Transit-Oriented Development, Columbia Heights Station, Washington, DC

Transit-Oriented Development, Columbia Heights Station, Washington, DC

Why GAO Did This Study

From 2004 to 2014, FTA allocated $18.9 billion to build new or expanded transit systems through the Capital Investment Grant program. One of the key goals for many local governments when planning major capital-transit projects is to encourage transit-oriented development as a way to focus future regional population growth along transit corridors. Transit-oriented development is generally described as a compact and “walkable” neighborhood near transit with a mix of residential and commercial uses.

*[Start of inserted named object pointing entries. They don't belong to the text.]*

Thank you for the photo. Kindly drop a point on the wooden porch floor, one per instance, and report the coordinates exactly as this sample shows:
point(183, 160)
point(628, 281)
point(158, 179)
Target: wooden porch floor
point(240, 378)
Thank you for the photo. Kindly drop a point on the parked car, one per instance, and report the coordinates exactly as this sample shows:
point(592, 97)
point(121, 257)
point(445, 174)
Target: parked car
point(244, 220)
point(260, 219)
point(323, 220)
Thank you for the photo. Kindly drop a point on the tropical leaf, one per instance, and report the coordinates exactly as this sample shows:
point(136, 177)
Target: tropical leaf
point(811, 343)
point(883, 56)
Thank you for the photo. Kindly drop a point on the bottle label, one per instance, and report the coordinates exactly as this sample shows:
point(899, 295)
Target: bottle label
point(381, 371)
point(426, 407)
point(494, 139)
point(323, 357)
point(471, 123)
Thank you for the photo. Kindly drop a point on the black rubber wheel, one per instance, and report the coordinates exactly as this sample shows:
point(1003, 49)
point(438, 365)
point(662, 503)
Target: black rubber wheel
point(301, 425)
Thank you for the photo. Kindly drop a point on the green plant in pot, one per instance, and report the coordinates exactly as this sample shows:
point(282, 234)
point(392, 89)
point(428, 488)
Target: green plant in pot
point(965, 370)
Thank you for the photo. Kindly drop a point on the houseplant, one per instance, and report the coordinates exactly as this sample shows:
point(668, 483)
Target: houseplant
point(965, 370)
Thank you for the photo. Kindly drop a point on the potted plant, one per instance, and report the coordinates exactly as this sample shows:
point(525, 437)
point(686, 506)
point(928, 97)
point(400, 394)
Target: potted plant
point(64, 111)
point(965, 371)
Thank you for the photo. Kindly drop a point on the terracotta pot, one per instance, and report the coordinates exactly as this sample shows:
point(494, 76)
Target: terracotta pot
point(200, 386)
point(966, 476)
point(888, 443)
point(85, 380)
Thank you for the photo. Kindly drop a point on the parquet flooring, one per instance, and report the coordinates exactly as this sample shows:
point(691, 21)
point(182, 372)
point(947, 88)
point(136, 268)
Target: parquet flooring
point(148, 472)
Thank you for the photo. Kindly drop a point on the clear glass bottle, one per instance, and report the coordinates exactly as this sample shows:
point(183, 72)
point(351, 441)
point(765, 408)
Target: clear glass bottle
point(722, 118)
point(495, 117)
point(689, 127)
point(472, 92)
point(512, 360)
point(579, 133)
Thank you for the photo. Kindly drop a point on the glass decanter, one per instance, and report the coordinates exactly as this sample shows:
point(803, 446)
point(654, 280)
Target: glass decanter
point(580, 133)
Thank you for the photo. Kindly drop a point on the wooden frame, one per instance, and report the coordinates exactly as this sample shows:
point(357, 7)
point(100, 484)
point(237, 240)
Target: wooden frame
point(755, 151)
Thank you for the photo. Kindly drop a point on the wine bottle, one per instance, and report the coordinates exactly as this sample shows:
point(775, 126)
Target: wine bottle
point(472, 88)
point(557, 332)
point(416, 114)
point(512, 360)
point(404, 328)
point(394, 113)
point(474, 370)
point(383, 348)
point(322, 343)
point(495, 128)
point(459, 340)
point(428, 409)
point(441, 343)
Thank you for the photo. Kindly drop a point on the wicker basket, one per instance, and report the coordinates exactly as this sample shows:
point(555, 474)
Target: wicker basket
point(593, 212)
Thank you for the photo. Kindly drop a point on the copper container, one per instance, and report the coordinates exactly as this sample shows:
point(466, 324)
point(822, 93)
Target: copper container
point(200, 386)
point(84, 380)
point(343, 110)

GAO was asked to examine transit-oriented development. This report addresses (1) the extent to which transit-oriented development has occurred near select transit lines that received federal funds and the factors and local policies that affect transit-oriented development, and (2) the extent to which FTA considers factors related to the potential for transit-oriented development when assessing proposed projects and the extent to which FTA's assessment of these factors is consistent with the factors that local stakeholders told GAO affect a project's results. To address these issues, GAO reviewed relevant literature and visited six federally funded case study transit projects in Baltimore, MD; Washington, DC; Charlotte, NC; Santa Clara County, CA; San Francisco, CA; and Houston, TX, selected for diversity in local programs, markets, and geography. During these visits, GAO met with stakeholders, such as local officials and developers. GAO also interviewed FTA officials. In commenting on a draft of this report, DOT noted FTA's long-standing commitment to encourage transit-oriented development.